Pour le directeur de la Cnuced, trois scénarios sont possibles pour l’année à venir. Le premier, optimiste, serait que les gouvernements adoptent des politiques de relance. Dans ce cas de figure, la croissance mondiale dépasserait les 4 %. Le deuxième scénario possible serait de demeurer dans le même schéma qu’en 2012, avec un taux de croissance inférieur à 3 %, et enfin, le dernier schéma, « le plus pessimiste et vers lequel on se dirige, est celui d’une croissance aux alentours de 1 % et un chômage de masse irréparable ».

Les pays arabes n’échappent pas à la crise
Selon le rapport, la crise en Syrie n’a fait qu’enfoncer encore plus les économies des pays arabes. « C’est une situation sans précédent qu’est en train de vivre la Syrie avec une chute de plus de 35 % de son PIB depuis le début des événements », a souligné M. Dardari. Selon lui, si la crise venait à perdurer, ce chiffre atteindrait 60 % en 2015, soit relativement plus que les pertes du Liban en quinze années de guerre civile. Également, et toujours à l’horizon de 2015, le rapport prévoit que 44 % de la population syrienne passe sous le seuil de pauvreté et 60 % se retrouve au chômage.

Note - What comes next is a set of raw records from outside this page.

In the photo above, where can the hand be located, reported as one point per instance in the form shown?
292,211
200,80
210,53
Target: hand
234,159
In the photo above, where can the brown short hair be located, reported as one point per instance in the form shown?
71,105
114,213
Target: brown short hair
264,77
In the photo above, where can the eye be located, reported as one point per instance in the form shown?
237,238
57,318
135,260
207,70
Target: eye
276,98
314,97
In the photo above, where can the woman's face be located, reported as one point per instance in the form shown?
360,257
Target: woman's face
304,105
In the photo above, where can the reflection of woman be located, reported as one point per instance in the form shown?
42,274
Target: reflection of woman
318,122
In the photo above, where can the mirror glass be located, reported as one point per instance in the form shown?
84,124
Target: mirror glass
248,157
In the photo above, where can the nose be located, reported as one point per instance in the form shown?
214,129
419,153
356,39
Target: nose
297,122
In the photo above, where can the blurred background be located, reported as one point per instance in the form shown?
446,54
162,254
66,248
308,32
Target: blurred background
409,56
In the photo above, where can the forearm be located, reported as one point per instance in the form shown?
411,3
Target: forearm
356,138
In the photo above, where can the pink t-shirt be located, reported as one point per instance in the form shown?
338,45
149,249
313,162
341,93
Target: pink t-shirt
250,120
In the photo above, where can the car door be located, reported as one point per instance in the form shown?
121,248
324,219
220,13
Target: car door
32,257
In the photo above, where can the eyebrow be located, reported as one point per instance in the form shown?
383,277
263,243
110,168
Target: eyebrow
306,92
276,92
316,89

Parallèlement, « les prix du pétrole ont augmenté en 2012 », a indiqué M. Dardari, pour qui cette nouvelle donne a eu un impact négatif sur le reste des pays arabes non pétroliers. « Les exportations de ces pays vers l’Europe et les États-Unis ont diminué pour compenser la hausse des prix des carburants, et les investissements du Golfe ont également chuté à cause des facteurs à risque dans la région, pénalisant ainsi les autres pays arabes », a-t-il expliqué. Selon le rapport, aujourd’hui, pour conserver un taux de chômage stable, le Liban ou la Jordanie devraient connaître une croissance d’au moins 3 %, alors qu’en réalité elle ne dépasse pas 1 %.
« Le scénario qui se dessine est une situation de stagflation, c’est-à-dire un dangereux mélange d’inflation et de stagnation économique, ce qui a fait exploser les chiffres de la pauvreté à cause notamment de la hausse des prix des produits alimentaires de base », a ajouté M. Dardari, qui a pointé du doigt « l’échec total des gouvernements arabes à assurer les politiques alimentaires listées dans les objectifs du millénaire des Nations unies ».
Ainsi, M. Dardari a mis l’accent sur la véritable urgence pour les gouvernements arabes à agir, « en augmentant les dépenses publiques et l’investissement dans les domaines de l’éducation, des infrastructures et du développement durable ». « Les ressources pour entreprendre de telles réformes existent, mais les budgets des gouvernements sont souvent gaspillés et utilisés à des fins non productives, pour ne pas dire douteuses », a conclu le directeur de la Cnuced.